La ricerca è mirata a comprendere a fondo perché i bambini nati da madri con HIV non sempre siano infettati dal virus e come il latte materno possa prevenire il contagio da HIV se la madre è infetta. La spiegazione pare essere nel modo in cui la TNC, (proteina conosciuta per il suo ruolo nella guarigione delle ferite), agisce contro l’HIV bloccandolo: cattura il virus e lo neutralizza, legandosi al suo strato più esterno, il pericapside.

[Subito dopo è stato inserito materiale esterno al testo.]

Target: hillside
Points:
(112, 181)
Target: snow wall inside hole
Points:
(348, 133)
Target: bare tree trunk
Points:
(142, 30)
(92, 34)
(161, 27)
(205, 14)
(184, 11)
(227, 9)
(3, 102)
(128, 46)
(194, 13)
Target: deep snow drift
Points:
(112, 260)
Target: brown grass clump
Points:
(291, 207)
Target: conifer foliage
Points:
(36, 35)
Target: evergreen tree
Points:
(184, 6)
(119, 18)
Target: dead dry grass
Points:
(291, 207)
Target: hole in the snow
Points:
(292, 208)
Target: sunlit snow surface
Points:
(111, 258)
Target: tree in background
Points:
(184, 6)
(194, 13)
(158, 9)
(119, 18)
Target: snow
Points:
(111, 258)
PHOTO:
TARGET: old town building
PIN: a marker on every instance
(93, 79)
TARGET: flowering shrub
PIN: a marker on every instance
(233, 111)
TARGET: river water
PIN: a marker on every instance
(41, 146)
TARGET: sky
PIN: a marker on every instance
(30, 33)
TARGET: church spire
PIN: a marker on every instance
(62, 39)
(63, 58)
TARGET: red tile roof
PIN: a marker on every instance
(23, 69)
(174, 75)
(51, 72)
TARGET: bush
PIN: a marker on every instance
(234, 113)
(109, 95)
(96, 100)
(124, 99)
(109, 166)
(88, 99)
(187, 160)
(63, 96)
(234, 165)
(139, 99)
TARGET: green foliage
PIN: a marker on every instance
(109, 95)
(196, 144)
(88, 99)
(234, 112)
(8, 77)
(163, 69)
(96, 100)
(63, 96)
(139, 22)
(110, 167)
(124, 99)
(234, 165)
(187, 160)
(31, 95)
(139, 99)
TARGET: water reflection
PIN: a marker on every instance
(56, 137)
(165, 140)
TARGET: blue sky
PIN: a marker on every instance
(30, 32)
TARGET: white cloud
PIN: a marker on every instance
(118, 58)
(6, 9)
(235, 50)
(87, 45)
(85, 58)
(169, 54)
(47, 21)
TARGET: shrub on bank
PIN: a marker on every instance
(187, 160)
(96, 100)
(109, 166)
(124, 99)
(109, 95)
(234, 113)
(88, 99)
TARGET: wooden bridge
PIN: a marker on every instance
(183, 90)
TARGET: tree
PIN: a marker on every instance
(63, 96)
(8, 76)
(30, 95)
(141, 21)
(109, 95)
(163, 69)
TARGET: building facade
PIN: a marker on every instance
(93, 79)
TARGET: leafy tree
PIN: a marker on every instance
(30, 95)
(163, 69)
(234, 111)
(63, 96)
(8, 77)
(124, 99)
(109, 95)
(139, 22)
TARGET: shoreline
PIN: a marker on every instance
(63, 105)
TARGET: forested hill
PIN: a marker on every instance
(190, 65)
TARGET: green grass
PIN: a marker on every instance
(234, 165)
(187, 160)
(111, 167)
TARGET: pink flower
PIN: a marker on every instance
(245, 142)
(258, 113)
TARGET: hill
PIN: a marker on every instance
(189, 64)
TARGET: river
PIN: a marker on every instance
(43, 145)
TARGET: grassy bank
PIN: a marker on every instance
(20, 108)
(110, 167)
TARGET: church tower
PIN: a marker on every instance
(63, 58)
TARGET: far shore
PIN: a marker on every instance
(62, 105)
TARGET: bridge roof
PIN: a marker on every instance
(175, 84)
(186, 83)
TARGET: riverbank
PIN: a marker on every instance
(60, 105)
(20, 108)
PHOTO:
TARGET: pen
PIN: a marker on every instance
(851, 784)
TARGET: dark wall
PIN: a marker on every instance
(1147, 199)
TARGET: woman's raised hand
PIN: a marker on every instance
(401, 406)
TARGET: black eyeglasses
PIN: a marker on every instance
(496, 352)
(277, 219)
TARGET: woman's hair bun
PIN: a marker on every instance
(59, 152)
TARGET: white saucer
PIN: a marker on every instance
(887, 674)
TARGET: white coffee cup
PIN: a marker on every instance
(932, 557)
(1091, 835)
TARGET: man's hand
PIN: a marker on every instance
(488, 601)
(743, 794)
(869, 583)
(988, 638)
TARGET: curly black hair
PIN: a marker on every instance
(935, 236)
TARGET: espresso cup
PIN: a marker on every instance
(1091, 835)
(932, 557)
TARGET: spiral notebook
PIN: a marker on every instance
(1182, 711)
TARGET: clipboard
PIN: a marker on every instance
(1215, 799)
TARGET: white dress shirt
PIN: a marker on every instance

La composizione del latte materno, con la sua complessità, fa ritenere probabile che la TNC agisca in concomitanza con altri fattori contro il virus dell’immunodeficienza umana, e sono necessari sicuramente approfondimenti dello studio che continuino ad analizzare campioni di latte materno nelle diverse fasi dell’allattamento.

Il fatto che nel latte materno ci sia una molecola anti-HIV potrebbe aprire strada alla creazione di terapie preventive.

I ricercatori sono ottimisti, Sallie Permar ha dichiarato: “abbiamo il sospetto che la TNC in sé sia abbastanza forte per essere utilizzata come terapia di prevenzione”. L’idea è che la proteina possa essere sviluppata in laboratorio per prevenire la trasmissione dell’HIV nei neonati e la si possa somministrare ai bambini per via orale, anche prima e a prescindere dall’allattamento al seno, sapendo che non è nociva dato che si trova naturalmente nel latte materno.